What you can do to avoid precision loss is to convert both types to a type which has enough precision to represent all values of float and int. On most systems, double will do just that. So the following usually does a non-lossy comparison
float f = getSomeFloat();
int i = getSomeInt();
if ( (double)i == (double)f ) {
...
}
LHS defines the precision,
So if your LHS is int and RHS is float, then this results in loss of precision.
Also take a look at FP related CFAQ
Yes, you can compare them, you can do math on them without terribly much regard for which is which, in most cases. But only most. The big bugaboo is that you can check for f<i etc. but should not check for f==i. An integer and a float that 'should' be identical in value are not necessarily identical.

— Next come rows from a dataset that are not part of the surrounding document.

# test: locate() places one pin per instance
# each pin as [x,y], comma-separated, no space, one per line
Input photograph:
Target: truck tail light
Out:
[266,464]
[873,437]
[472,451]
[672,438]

Yeah, it'll work fine. Specifically, the int will be converted to float for the purposes of the conversion. In the second one you'll need to cast to int but it should be fine otherwise.
Yes, and sometimes it'll do exactly what you expect.
As the others have pointed out, comparing, eg, 1.0 == 1 will work out, because the integer 1 is type cast to double (not float) before the comparison.
However, other comparisons may not.
About that, the notation 1.0 is of type double so the comparison is made in double by type promotion rules like said before. 1.f or 1.0f is of type float and the comparison would have been made in float. And it would have worked as well since we said that 2^23 first integers are representible in a float.